TokenizerJS takes a string as input and returns starting and ending positions and the values of the tokens found within that text. Out of the box, this tokenizer will find Mentions, Hashtags, and Clickable Links. It can easily be extended by created a new Token.
I learned about Tokenization in a course on compiler construction and i've written a tutorial on this at
https://medium.com/@sonnytrujillo/how-to-parse-hashtags-and-mentions-with-a-tokenizer-in-nodejs-e7756730b573
. If you're unfamiliar with Tokenization and would like more advanded reading on the subject check out http://www.cs.man.ac.uk/~pjj/farrell/comp3.html and the wikipedia page on Lexical Analysis https://en.wikipedia.org/wiki/Lexical_analysis
Include TokenizerJS into your project and then simply call TokenizerJS(...)

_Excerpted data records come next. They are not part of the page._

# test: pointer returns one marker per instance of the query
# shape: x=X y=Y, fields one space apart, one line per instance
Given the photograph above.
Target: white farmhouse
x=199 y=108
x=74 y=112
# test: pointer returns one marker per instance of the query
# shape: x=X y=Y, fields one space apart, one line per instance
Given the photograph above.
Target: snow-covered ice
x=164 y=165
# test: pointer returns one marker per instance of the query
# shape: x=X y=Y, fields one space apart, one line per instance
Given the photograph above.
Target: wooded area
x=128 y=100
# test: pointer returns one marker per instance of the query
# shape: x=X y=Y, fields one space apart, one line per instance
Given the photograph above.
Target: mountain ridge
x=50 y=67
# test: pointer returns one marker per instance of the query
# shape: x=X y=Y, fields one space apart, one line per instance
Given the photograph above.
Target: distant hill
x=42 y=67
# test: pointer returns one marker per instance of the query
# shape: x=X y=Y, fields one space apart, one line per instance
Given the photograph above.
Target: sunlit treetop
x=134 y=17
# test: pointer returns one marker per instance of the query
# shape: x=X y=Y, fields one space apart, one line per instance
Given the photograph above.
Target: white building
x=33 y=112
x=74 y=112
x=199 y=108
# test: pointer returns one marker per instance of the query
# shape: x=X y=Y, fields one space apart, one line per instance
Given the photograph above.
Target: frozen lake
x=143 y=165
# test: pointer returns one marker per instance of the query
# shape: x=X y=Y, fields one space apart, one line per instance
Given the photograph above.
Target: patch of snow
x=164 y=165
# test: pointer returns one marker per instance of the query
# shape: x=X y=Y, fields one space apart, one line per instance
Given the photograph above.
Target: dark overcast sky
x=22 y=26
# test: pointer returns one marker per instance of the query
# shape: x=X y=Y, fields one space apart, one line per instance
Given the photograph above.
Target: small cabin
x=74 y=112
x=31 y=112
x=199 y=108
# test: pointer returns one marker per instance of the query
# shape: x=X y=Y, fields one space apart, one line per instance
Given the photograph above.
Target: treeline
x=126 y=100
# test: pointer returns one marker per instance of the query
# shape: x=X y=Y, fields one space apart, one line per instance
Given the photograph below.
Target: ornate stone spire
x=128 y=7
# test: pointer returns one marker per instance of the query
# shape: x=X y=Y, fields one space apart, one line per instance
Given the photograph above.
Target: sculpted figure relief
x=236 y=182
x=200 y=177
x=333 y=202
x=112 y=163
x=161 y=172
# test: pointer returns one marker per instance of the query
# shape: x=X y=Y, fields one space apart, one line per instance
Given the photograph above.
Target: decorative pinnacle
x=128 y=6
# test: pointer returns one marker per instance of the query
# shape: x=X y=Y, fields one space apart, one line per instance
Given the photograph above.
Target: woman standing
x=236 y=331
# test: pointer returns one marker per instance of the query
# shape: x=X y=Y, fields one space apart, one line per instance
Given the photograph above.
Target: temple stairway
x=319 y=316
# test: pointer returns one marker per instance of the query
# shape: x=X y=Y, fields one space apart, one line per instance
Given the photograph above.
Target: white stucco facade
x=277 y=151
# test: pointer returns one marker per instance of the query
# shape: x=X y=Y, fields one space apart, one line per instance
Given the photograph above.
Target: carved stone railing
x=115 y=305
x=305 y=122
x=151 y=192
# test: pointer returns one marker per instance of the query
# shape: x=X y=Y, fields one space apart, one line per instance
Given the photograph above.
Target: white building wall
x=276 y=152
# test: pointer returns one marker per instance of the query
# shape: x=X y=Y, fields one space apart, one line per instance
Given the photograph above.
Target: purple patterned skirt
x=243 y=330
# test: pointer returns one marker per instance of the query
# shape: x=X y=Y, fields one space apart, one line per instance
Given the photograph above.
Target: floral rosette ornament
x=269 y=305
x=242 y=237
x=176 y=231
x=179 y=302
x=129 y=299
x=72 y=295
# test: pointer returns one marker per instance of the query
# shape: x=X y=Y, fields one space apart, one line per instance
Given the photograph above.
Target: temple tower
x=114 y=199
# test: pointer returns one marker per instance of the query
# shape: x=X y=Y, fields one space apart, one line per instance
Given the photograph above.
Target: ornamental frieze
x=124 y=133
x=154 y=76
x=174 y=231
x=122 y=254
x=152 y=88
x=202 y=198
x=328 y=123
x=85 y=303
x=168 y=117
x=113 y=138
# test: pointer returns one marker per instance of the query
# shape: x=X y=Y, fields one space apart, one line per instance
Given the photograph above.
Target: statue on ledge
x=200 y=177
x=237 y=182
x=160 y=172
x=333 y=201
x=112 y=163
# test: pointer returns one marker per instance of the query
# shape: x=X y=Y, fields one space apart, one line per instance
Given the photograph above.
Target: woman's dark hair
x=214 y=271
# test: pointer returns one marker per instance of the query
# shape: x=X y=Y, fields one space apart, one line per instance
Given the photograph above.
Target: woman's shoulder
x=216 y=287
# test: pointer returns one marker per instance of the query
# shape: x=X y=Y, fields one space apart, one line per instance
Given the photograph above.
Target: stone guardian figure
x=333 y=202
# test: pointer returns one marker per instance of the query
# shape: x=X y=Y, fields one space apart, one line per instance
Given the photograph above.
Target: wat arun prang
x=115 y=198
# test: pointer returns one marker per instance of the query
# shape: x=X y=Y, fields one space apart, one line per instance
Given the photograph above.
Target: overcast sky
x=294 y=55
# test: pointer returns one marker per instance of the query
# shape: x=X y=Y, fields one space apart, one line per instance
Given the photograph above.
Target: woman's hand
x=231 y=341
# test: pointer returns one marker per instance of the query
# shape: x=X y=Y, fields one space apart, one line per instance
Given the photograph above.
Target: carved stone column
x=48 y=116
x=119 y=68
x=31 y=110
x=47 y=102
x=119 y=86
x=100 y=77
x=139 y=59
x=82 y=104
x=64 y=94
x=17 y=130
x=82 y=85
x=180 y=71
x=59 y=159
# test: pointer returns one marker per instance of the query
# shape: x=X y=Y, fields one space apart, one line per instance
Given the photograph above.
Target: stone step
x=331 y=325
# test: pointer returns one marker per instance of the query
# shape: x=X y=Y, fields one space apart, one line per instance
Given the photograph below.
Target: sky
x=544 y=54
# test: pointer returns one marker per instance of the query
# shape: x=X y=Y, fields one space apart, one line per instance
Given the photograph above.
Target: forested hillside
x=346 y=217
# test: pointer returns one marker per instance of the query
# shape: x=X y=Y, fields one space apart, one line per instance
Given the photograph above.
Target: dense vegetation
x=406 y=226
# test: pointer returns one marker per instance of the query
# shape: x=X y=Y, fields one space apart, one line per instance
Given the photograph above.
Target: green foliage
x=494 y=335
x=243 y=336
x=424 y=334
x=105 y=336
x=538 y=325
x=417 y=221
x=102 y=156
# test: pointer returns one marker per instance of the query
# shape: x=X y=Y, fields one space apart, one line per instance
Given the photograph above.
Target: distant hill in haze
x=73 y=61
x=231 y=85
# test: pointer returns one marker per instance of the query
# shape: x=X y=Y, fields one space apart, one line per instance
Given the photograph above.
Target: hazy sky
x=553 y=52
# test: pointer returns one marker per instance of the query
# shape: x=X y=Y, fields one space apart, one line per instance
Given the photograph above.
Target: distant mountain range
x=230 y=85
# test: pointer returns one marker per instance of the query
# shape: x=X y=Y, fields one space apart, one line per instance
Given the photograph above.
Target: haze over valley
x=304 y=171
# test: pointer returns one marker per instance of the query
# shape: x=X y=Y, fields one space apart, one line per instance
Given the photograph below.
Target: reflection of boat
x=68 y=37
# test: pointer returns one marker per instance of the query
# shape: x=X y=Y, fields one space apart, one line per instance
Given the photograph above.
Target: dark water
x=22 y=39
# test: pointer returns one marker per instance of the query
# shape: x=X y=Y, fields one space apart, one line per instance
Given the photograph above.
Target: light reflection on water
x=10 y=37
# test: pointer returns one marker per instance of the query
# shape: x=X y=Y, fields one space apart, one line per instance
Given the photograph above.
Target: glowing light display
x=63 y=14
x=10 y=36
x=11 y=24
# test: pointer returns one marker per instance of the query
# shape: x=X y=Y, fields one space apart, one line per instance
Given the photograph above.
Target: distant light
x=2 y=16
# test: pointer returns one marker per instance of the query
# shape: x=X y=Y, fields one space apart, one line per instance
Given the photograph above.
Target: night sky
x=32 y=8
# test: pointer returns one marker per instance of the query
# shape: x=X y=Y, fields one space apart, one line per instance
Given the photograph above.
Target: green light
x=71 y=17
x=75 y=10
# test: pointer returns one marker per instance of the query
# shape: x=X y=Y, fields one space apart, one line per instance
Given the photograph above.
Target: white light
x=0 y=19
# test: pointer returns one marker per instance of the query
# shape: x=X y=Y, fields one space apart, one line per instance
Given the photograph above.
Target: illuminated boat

with your string. An entities object will be returned.
var TokenizerJS = require("TokenizerJS");
var result = TokenizerJS("Hello @sonny what do you think about #tokenization? Follow me at twitter.com/sonnytrujillojr");
The above input returns the following entities object
{
"hashtags": [
{
"start": 37,
"end": 49,
"value": "#tokenization"
}
],
"mentions": [
{
"start": 6,
"end": 11,
"value": "@sonny"
}
],
"links": [
{
"elements": {
"host": {
"value": {
"host": [
"twitter",
"com"
],
"tld": "com",
"port": "",
"start": 65,
"end": 75,
"value": "twitter.com"
}
},
"path": {
"value": {
"path": [
"",
"sonnytrujillojr"
],
"start": 76,
"end": 91,
"value": "/sonnytrujillojr"
}
}
},
"start": 65,
"end": 91,
"value": "twitter.com/sonnytrujillojr"
}
]
}
TokenizerJS returns an Entities object that contains an array of Hashtags, Mentions, and Links.
{
hashtags: [],
mentions: [],
links: []
}
TokenizerJS parsed Mentions, Hashtags, and Clickable Links.
A mention is a starts with the @
followed by three or more alphanumeric or underscore characters. An input of "Hello @sonny" would return the following information
{
hashtags: [],
mentions: [
{
"start": 6,
"end": 11,
"value": "@sonny"
}
],
links: []
}
A hashtag is a starts with the #
followed by an one or more alphanumeric characters. An input of "Hello #world" would return the following information
{
hashtags: [
{
"start": 6,
"end": 11,
"value": "#world"
}
],
mentions: [],
links: []
}
A Clickable Link is a URL that a user would expect to be able to click on. This could be something simple like google.com
or more complex like https://google.com
etc. The goal is to identify potential links that follow the above format. Using something like url.parse("google.com")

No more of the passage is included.